I did do two reviews...how many months does that extend my membership?


----------



## TUGBrian (Aug 20, 2014)

depends on the reviews.

if you log into the members only section your expiration date will be displayed at the top of the page in the MY TUG section.


----------



## csxjohn (Aug 20, 2014)

"How do I renew my membership? 
About a month prior to your membership expiring, you will receive a renewal email notice. You can pay for your $15 renewal dues in the same ways you pay for any of the TUG features (see how do I pay answered above). We also have a special discounted $30 3 year renewal available.  All renewal options are located here http://renewal.tug2.net"

Your extension will not be automatic.

When you get the email just state that you want your review credits to go toward your membership.

Depending on how long it was since the last review of a resort, your extension will be either 2 mos. or 6 mos.


----------



## snickers104 (Aug 20, 2014)

Thanks..Found it.


----------



## csxjohn (Aug 20, 2014)

snickers104 said:


> I know my account should be expiring soon but cant find the exact date...
> Anyone point me in the right direction??





TUGBrian said:


> ...if you log into the members only section your expiration date will be displayed at the top of the page in the MY TUG section.



Click on "TUG Home" on the red bar at the top of this page.

Then click on "member log in" along the left.

Log in and your expire date will show in the top section titled "My Tug."
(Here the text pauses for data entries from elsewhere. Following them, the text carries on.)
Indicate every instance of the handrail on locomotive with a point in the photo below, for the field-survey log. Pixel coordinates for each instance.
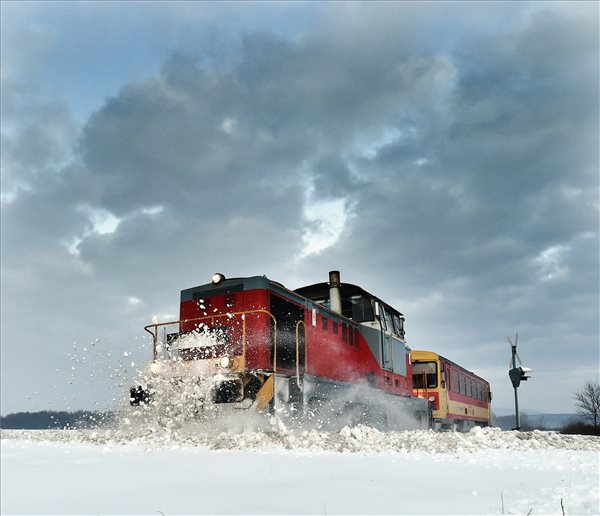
(155, 339)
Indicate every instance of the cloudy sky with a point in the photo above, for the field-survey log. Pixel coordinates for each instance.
(444, 156)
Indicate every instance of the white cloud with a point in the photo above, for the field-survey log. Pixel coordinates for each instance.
(326, 219)
(550, 262)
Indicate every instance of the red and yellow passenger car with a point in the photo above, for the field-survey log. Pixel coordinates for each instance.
(459, 398)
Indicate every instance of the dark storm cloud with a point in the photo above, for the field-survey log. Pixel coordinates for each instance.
(462, 144)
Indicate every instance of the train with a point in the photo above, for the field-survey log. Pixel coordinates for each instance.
(328, 355)
(459, 399)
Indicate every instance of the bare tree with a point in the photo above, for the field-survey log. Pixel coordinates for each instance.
(587, 402)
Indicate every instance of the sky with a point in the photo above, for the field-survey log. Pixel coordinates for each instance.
(443, 156)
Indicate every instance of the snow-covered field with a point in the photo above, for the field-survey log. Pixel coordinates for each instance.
(354, 471)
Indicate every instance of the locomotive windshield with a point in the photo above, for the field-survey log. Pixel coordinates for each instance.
(425, 375)
(356, 307)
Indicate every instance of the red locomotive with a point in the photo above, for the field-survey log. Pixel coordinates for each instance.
(325, 352)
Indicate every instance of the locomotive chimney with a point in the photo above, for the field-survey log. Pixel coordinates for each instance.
(335, 298)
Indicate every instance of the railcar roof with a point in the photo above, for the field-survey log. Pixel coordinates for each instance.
(321, 290)
(414, 351)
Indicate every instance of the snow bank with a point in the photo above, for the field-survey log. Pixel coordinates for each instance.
(359, 439)
(177, 471)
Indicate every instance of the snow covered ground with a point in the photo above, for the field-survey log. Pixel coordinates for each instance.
(354, 471)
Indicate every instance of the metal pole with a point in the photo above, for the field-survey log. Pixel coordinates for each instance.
(517, 416)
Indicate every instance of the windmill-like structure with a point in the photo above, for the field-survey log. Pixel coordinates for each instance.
(517, 374)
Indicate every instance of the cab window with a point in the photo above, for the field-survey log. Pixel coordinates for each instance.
(425, 375)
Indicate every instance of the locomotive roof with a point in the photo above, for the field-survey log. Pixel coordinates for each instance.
(321, 290)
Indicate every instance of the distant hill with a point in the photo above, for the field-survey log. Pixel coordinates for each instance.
(47, 419)
(538, 421)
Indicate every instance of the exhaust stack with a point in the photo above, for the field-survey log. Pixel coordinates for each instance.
(335, 298)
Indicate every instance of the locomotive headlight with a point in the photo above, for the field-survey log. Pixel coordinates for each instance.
(226, 362)
(156, 367)
(217, 278)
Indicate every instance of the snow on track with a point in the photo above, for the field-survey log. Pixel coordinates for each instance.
(354, 471)
(357, 439)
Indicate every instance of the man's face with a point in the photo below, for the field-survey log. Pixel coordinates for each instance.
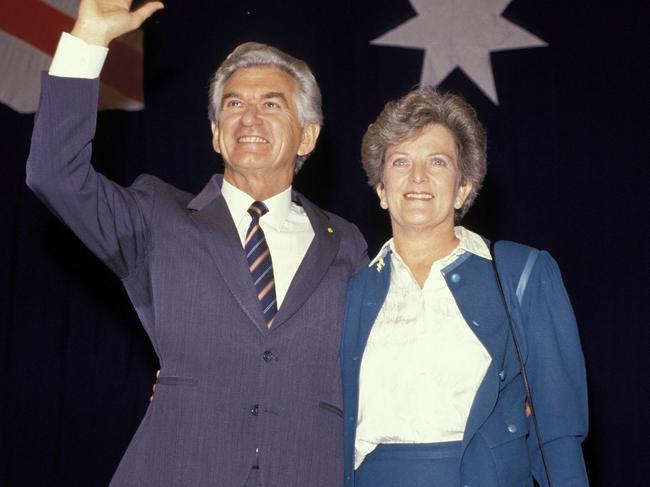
(259, 134)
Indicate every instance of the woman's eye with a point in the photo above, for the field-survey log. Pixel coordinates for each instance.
(438, 161)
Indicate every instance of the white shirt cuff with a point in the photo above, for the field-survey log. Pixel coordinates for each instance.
(75, 58)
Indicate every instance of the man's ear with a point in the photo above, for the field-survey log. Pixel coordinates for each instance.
(310, 133)
(215, 137)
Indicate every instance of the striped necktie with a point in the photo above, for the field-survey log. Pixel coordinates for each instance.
(259, 262)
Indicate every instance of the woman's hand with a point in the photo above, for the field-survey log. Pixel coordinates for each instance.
(101, 21)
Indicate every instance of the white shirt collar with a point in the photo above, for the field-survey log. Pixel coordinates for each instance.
(238, 203)
(468, 242)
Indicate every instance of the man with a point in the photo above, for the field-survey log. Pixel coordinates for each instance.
(240, 288)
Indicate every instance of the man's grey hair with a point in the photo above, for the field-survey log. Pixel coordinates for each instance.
(404, 118)
(253, 54)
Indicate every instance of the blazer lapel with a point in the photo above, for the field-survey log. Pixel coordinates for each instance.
(373, 299)
(474, 289)
(314, 265)
(219, 234)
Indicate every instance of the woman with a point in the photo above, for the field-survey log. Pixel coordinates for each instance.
(433, 394)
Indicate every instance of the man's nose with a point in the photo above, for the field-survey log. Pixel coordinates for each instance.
(250, 115)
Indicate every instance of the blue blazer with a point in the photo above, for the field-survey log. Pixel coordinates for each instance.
(499, 447)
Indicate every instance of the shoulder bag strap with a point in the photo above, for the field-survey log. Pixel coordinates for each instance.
(521, 288)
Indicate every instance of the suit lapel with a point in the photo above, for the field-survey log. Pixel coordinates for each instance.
(219, 234)
(314, 265)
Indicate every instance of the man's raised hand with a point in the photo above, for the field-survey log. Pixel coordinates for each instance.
(101, 21)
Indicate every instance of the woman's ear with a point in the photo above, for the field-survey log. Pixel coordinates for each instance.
(381, 192)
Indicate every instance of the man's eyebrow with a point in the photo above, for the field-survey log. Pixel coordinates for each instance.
(275, 94)
(230, 94)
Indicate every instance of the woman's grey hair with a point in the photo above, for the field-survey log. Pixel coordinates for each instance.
(253, 54)
(404, 118)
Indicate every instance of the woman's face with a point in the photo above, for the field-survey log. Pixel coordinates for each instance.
(420, 186)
Edit:  I see you found it but this might help others.


----------



## Jim Bryan (Aug 25, 2014)

I turned one in for The Islander in Feb. I can't remember when I was extended in my membership last? Never got any notification if I was.


----------



## Makai Guy (Aug 25, 2014)

Thread is about TUG Membership, not about the Bulletin Board.

Moving to _About the Rest of TUG_ forum.


----------



## TUGBrian (Aug 25, 2014)

every single membership renewal email sent includes a mention about renewing using review credits instead of sending in money to renew...and you will get a total of 5 renewal emails (assuming you dont renew with the first 4 reminders) =)


----------



## Jim Bryan (Aug 26, 2014)

I have gotten one so far. You are right it does mention review credits. Am I right in thinking we need to keep track of the credits ourselves? The reason I ask is because I have not been notified I have credits, Have been a member for about 20 years. Thanks.


----------



## TUGBrian (Aug 26, 2014)

nope, dont need to keep track of them...(but you are welcome to do so if you like)

note that now you can log into the TUG2.COM member only section and click the "my timeshare reviews" link to display all the reviews you have submitted in the past few years.  (certainly all those that would qualify for a review credit)


----------